Removal of organs etc
(4) The person is encouraged, required or expected to do anything—
(a) which involves the commission, by him or her or another person, of an offence under section 32 or 33 of the Human Tissue Act 2004 (prohibition of commercial dealings in organs and restrictions on use of live donors) as it has effect in England and Wales, or
(b) which would involve the commission of such an offence, by him or her or another person, if it were done in England and Wales.
Securing services etc by force, threats or deception
(5) The person is subjected to force, threats or deception designed to induce him or her—
(a) to provide services of any kind,
(b) to provide another person with benefits of any kind, or
(c) to enable another person to acquire benefits of any kind.
Securing services etc from children and vulnerable persons
(a) he or she is a child, is mentally or physically ill or disabled, or has a family relationship with a particular person, and
(b) an adult, or a person without the illness, disability, or family relationship, would be likely to refuse to be used for that purpose.
Committing offence with intent to commit offence under section 2
A person commits an offence under this section if the person commits any offence with the intention of committing an offence under section 2 (including an offence committed by aiding, abetting, counselling or procuring an offence under that section).
Compliance & reporting
The prevention, detection and reporting of modern slavery in any part of the business or supply chains is the responsibility of those working for Opus or under its control. All staff are required to avoid all activity that could be in breach of this policy.
You must notify your manager as soon as possible if you believe or suspect a breach has occurred of may occur.
You are strongly encouraged to raise concerns about any issue or concerns of modern slavery in any part of the business as soon as possible.
If you are unsure about whether a particular act, the treatment of workers more generally, or their working conditions constitutes any of the various forms of modern slavery, you must raise it with your line manager.
Reports surrounding modern slavery are taken very seriously by the Board of Directors, who are committed to ensuring that all investigations are prompt and effective. If an investigation reveals any issues, we are committed to taking appropriate action, including but not limited to:
Working with the appropriate organisations to improve standards
Removing that organisation from our supply chain
Passing details to appropriate law enforcement bodies
Opus People Solutions Group encourages openness and supports anyone that raises a genuine concern under this policy.
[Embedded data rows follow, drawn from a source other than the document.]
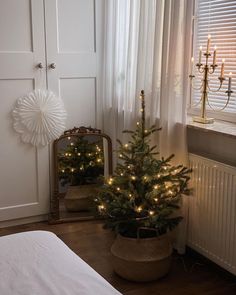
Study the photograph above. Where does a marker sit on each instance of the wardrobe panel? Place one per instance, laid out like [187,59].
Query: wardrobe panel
[80,100]
[76,23]
[24,174]
[18,174]
[15,25]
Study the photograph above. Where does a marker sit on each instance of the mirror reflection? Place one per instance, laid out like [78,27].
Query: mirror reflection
[82,159]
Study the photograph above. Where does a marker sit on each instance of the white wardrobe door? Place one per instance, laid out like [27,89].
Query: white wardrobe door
[73,41]
[24,174]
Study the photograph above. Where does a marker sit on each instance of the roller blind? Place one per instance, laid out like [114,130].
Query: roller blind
[217,18]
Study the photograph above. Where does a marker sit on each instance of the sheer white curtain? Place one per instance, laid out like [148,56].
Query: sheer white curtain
[147,46]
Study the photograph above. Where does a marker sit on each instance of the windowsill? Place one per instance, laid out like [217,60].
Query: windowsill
[219,127]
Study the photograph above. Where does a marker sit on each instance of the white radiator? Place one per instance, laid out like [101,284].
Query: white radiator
[212,211]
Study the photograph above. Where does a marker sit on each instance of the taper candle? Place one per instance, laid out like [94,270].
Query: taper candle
[230,79]
[214,56]
[222,68]
[208,43]
[200,55]
[192,61]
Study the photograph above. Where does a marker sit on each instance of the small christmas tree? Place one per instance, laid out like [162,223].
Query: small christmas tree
[144,191]
[81,162]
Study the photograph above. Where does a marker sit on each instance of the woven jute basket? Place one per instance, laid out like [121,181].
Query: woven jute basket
[141,260]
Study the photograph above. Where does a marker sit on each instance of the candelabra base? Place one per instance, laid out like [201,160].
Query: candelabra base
[203,120]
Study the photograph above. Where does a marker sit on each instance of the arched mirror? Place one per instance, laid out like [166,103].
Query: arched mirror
[82,157]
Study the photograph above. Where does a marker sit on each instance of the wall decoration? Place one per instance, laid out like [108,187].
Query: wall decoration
[39,117]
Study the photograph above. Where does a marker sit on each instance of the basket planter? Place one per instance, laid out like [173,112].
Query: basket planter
[141,260]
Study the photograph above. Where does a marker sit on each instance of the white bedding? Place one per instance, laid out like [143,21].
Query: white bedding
[39,263]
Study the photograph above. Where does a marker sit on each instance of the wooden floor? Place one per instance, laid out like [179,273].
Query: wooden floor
[190,275]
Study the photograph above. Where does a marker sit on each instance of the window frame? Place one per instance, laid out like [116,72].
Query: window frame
[195,111]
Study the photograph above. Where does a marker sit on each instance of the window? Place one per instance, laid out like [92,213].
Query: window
[217,18]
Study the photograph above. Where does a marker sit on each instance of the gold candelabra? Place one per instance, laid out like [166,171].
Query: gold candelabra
[208,69]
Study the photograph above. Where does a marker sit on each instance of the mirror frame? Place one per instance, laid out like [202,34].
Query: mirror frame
[54,216]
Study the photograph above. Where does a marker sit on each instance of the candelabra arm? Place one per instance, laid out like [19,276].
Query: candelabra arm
[218,89]
[201,69]
[212,69]
[195,88]
[229,92]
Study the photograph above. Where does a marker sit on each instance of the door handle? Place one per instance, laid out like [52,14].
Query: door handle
[39,66]
[52,66]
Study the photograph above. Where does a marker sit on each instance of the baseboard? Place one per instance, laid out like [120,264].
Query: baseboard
[25,220]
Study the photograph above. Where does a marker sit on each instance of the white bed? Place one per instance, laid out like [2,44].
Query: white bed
[39,263]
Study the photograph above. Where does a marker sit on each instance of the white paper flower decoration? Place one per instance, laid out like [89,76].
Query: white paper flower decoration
[39,117]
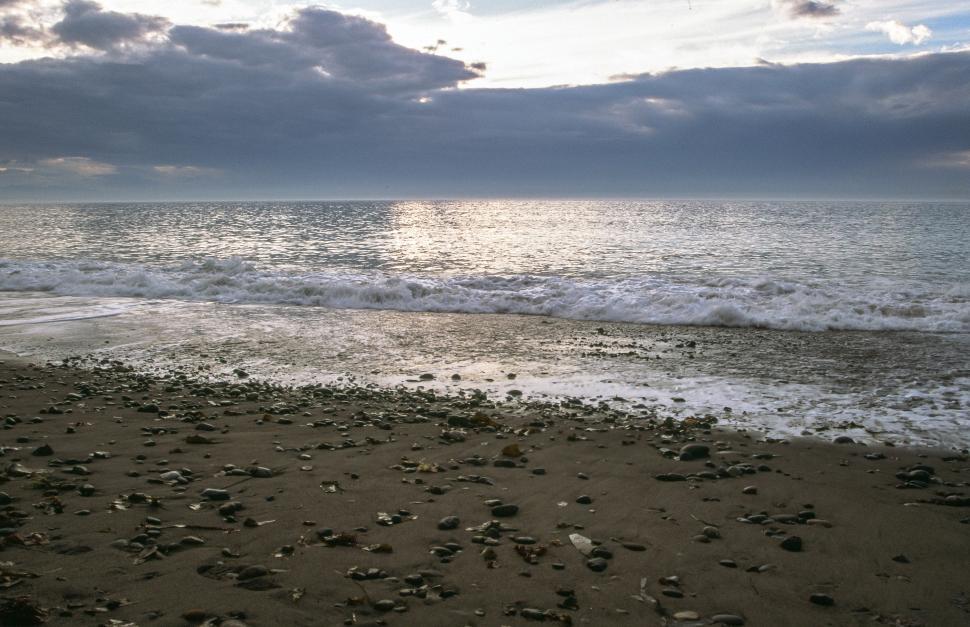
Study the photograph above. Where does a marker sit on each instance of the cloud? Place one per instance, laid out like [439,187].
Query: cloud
[451,8]
[807,8]
[956,159]
[184,170]
[333,45]
[79,166]
[85,23]
[16,31]
[901,34]
[328,105]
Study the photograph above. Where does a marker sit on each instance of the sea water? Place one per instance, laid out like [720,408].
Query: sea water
[798,316]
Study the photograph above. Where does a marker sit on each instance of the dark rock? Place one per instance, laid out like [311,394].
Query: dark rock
[505,511]
[821,599]
[597,564]
[251,572]
[694,451]
[43,450]
[215,494]
[792,543]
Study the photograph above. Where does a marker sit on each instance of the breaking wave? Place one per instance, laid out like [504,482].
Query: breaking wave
[733,302]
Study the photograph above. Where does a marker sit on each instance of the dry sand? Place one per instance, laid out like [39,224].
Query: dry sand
[94,532]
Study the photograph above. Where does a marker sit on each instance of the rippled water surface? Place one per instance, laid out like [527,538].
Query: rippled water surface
[799,316]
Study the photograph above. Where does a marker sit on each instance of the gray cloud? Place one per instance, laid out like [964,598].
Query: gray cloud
[86,23]
[808,8]
[330,107]
[16,31]
[339,47]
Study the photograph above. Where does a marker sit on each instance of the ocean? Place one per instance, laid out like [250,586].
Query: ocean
[796,318]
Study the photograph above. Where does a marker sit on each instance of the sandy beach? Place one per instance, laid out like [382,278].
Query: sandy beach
[167,500]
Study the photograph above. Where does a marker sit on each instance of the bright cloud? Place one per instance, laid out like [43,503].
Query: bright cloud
[900,33]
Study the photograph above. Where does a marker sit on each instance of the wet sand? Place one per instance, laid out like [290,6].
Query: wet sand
[330,506]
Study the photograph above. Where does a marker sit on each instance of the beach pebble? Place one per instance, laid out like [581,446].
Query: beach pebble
[597,564]
[821,599]
[251,572]
[43,450]
[792,543]
[505,511]
[694,451]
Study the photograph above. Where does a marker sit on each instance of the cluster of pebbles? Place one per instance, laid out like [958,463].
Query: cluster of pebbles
[259,504]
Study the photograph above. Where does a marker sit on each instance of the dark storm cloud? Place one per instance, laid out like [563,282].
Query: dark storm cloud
[329,106]
[809,8]
[17,31]
[86,23]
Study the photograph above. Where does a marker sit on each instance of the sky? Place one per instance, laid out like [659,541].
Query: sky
[263,99]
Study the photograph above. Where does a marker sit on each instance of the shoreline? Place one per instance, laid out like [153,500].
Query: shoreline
[340,505]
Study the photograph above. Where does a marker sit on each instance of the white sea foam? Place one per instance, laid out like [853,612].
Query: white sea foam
[734,302]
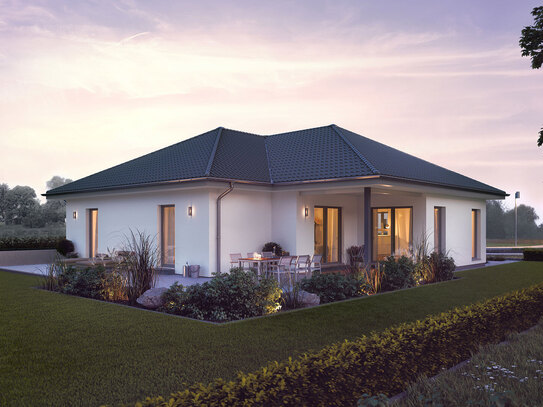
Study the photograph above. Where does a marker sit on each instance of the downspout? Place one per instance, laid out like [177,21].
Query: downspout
[220,197]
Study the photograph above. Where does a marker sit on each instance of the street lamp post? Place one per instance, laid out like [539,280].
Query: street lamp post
[517,196]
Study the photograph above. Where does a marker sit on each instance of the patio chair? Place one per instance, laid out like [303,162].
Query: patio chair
[234,259]
[316,263]
[253,264]
[283,266]
[303,266]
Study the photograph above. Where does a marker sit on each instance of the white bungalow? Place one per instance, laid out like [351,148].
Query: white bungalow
[314,191]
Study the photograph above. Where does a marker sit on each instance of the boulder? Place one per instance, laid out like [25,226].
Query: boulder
[152,298]
[309,299]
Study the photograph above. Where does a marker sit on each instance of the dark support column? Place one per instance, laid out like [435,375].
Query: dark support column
[367,225]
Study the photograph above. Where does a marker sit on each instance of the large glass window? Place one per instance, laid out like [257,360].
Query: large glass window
[327,233]
[475,234]
[167,237]
[92,237]
[392,232]
[439,229]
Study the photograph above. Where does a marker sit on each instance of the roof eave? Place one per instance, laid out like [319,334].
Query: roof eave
[501,194]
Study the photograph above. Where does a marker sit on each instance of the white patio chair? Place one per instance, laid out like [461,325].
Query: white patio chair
[316,263]
[234,260]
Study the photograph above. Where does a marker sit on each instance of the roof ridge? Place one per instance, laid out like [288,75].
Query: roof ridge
[268,157]
[355,150]
[212,155]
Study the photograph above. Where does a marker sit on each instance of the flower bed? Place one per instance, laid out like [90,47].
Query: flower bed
[380,363]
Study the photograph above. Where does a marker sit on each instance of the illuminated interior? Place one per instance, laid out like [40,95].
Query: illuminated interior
[168,236]
[93,232]
[392,232]
[327,233]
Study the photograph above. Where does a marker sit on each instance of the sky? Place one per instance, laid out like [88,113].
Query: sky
[88,85]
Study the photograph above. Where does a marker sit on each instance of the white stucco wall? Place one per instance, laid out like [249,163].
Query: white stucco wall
[246,223]
[252,216]
[117,214]
[350,214]
[458,226]
[399,199]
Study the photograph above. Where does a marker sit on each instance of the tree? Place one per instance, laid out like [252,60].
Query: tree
[20,202]
[531,43]
[56,182]
[55,210]
[3,191]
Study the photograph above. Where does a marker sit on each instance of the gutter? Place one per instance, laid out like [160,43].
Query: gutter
[219,199]
[275,184]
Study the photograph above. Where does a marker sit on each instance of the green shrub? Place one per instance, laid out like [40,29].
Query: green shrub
[383,362]
[533,254]
[140,264]
[65,246]
[227,297]
[291,297]
[83,282]
[399,273]
[29,243]
[332,287]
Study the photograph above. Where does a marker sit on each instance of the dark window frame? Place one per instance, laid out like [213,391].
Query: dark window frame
[392,227]
[163,264]
[325,234]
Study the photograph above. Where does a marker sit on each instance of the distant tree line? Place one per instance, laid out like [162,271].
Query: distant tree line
[500,222]
[20,206]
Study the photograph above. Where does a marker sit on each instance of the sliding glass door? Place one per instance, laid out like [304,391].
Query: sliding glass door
[327,233]
[167,235]
[392,232]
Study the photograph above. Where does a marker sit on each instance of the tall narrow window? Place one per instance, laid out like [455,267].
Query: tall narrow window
[392,232]
[382,233]
[92,236]
[167,235]
[475,234]
[439,229]
[327,233]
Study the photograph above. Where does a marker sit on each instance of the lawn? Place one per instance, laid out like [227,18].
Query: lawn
[63,350]
[513,370]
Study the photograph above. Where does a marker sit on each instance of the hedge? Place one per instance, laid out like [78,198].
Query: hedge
[533,254]
[29,243]
[383,362]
We are committed to ensuring no one suffers any detrimental treatment as a result of reporting in good faith, their suspicion of modern slavery.
Any employee who breaches this policy will face disciplinary action which may result in dismissal for misconduct or gross misconduct.
We have the right to terminate our relationship with any individual or organisation if they are in breach of this policy.
We regularly monitor our risks in this area through use of relevant key performance indicators including audits, re-audits spot checks and due diligence.
The Recruitment Operations Manager has day-to-day responsibility for implementing this policy, monitoring its use and auditing internal control systems and procedures to ensure they are effective in countering modern slavery.
Line management are responsible for ensuring that those reporting to them understand and comply with this policy and are given adequate training.
As Managing Director, I have overall responsibility for this policy and have allocated all necessary resources for its implementation and ongoing compliance.
This policy will be reviewed on an annual basis.